Indivisibilità delle servitù

Sulla base del principio di «indivisibilità delle servitù», inoltre, si stabilì che, se all’atto costitutivo di una servitù di passaggio non fosse stata definita in maniera specifica la parte del fondo ad essa adibita, l’esercizio del diritto poteva essere applicato a tutto il fondo.
Il requisito fondamentale per l’istituzione di una servitù era la presenza di due fondi (uno dominante e uno servente) i quali necessitavano di una duplice inerenza reale: essi dovevano appartenere a due proprietari distinti. La servitù implicava dei limiti: essa era valida solo al fine di conseguire un’utilità (utilitas) per il fondo a vantaggio del quale essa era stata istituita. Secondo i romani, infatti, la servitù doveva essere utile al fondo dominante: colui che si avvaleva della servitù, dunque, non poteva abusare del diritto di cui era titolare; egli, ad esempio, non poteva attingere alla sorgente del fondo servente per irrigare un terreno diverso dal suo o per vendere l’acqua a terzi. Per questa ragione, la servitù poteva essere applicata a fondi vicini ma non necessariamente contigui.

Domande da interrogazione

  1. Qual è il principio fondamentale della servitù romana riguardo agli obblighi del titolare del fondo servente?
  2. Il principio fondamentale afferma che la servitù non può imporre al titolare del fondo servente di fare qualcosa, ma solo di astenersi da determinate azioni per il vantaggio del fondo dominante (come non coltivare una parte del terreno).
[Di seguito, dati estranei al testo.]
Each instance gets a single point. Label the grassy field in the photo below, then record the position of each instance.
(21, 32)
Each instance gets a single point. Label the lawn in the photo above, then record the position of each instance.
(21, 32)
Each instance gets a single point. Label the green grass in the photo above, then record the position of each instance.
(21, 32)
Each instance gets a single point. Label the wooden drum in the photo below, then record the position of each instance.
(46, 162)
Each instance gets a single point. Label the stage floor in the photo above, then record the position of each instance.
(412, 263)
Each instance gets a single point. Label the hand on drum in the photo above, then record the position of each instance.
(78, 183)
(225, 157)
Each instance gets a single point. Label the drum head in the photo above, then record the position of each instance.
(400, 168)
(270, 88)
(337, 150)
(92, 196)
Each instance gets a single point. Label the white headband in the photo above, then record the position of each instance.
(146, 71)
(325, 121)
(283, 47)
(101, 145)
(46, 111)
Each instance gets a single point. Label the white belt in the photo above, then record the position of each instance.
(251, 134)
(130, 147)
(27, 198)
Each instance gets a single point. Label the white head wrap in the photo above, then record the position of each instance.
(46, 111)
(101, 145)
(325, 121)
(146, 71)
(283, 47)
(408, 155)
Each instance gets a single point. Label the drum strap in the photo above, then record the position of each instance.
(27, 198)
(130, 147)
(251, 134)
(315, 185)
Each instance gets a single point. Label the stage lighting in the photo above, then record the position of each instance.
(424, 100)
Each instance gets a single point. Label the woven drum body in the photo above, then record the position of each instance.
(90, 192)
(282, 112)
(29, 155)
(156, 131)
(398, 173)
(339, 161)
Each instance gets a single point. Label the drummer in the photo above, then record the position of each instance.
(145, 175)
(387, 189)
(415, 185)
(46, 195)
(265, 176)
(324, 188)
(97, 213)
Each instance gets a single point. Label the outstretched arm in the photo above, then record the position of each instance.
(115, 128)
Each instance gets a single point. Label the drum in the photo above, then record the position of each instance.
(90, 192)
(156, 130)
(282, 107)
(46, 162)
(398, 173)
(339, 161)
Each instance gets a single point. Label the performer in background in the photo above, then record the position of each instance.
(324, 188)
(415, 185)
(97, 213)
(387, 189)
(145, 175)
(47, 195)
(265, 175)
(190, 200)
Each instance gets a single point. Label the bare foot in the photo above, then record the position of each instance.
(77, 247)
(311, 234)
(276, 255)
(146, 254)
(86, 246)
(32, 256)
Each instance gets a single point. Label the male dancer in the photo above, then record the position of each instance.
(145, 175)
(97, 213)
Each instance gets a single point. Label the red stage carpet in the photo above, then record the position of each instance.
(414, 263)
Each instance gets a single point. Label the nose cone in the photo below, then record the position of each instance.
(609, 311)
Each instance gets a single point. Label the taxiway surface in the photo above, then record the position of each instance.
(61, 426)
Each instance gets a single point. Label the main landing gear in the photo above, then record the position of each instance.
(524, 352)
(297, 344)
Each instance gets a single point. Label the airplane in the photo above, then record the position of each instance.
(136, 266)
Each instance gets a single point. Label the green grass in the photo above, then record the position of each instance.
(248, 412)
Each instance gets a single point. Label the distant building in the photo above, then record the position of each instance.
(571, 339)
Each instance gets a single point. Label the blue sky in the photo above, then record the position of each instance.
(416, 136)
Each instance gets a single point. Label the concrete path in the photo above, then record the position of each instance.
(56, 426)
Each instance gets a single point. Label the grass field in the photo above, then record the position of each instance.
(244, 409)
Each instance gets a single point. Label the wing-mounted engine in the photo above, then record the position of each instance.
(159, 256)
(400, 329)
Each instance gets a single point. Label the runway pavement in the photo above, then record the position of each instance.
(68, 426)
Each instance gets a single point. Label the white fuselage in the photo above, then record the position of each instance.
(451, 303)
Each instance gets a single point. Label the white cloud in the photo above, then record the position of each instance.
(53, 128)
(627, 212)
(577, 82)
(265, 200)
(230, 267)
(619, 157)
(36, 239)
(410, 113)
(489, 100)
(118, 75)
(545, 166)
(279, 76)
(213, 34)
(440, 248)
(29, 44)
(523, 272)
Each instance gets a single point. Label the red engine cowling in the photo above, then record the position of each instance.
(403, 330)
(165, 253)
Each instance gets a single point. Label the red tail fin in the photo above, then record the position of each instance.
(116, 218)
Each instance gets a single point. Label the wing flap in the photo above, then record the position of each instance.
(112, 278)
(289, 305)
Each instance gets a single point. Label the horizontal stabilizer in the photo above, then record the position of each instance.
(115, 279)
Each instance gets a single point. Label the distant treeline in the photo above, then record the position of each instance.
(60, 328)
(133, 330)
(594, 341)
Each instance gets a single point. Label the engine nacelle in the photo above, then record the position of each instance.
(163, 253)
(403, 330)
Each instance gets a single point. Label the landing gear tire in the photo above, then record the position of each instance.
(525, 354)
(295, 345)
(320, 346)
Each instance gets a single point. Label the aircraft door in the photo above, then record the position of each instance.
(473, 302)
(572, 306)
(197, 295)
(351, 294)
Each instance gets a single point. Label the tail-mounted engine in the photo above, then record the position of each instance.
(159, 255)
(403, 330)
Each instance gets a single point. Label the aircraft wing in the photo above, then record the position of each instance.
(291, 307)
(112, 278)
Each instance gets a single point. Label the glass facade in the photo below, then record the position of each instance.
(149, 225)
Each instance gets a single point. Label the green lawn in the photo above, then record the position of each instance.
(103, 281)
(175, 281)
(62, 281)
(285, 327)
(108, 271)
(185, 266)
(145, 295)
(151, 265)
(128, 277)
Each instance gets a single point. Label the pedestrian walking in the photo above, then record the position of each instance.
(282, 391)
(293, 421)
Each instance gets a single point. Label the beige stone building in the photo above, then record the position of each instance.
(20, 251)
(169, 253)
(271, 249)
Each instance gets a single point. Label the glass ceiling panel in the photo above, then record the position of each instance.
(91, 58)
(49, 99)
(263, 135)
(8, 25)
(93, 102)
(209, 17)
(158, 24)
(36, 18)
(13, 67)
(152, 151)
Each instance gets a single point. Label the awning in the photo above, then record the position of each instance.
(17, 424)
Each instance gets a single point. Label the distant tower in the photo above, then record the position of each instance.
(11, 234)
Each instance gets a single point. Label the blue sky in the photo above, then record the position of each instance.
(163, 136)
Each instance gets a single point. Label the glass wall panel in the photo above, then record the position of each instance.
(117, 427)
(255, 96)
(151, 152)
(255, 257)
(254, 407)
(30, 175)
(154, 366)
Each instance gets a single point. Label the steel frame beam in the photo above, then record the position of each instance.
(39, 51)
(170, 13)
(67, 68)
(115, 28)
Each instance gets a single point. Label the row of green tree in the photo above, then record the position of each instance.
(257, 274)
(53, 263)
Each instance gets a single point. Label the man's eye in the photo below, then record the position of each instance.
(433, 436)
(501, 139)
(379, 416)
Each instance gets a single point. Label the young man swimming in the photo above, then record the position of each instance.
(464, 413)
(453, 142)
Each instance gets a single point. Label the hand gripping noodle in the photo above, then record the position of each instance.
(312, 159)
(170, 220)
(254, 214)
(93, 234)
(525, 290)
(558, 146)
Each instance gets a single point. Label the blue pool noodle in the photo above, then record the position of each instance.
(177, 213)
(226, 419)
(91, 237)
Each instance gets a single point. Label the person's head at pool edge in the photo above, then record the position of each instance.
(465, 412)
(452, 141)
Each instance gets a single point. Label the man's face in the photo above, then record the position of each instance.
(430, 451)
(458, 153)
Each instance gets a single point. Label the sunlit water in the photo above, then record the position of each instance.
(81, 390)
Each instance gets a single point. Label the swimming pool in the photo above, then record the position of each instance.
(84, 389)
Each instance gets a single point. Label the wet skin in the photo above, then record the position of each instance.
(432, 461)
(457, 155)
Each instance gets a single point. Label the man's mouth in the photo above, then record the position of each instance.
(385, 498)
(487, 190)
  3. In quali circostanze il principio della servitù romana può essere derogato?
  4. L'unica eccezione al principio è rappresentata dalla servitù d’appoggio, dove il titolare del fondo servente è obbligato a mantenere in buono stato la parete su cui il vicino può appoggiarsi, implicando quindi un obbligo di fare.

  5. Quali sono i requisiti per l'istituzione di una servitù secondo i romani?
  6. Per istituire una servitù è necessaria la presenza di due fondi (uno dominante e uno servente) appartenenti a proprietari distinti, e la servitù deve essere utile al fondo dominante, evitando abusi da parte del titolare del diritto.